He held up his hands in surrender. “Okay, okay. So go find a new source for us.”

“I do my best.”

* * *

The plants of New Gaea rose to staggering heights around Melia. Unlike the lowlands surrounding Delfie City, this part of the continent had ferns that would have seemed at home in the Cretaceous period back on Earth. The giant fernwood trees dripped in the constant humidity and smelled of spicy loam. She had searched most of the last week, piloting the rover between the trunks, but she had yet to find a new source of sodium.

Her saltsuit stuck to her skin as the sweat just sat on her body. Some of the fernwoods from this region had shown faint traces of sodium blight. She had hoped it was a sign of a deposit, but it looked like nothing more than a groundwater leach from an earlier colonist’s graveyard. After four hundred years, the bodies would not retain enough sodium to make exhuming them worth the furor from the historical societies.

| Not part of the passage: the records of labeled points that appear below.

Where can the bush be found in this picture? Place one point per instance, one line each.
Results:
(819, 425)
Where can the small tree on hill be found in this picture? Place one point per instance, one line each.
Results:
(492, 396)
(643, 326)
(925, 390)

If she could find even sodium carbonate, she could extract the sodium in the lab and then combine it with chlorine to make salt.

Her phone rang with a recording of Dora’s laughter. For a moment it seemed as if her daughter had stepped into the fern forest with her. She toggled it on, glancing down to see her dad’s icon. She grinned. He couldn’t stand being back in the factory.

“What’s up?”

“Melia–.” His voice shook like an old, old man. “How long will it take you to come home?”

“What’s wrong?” Her heart stopped. “Is it Mom?”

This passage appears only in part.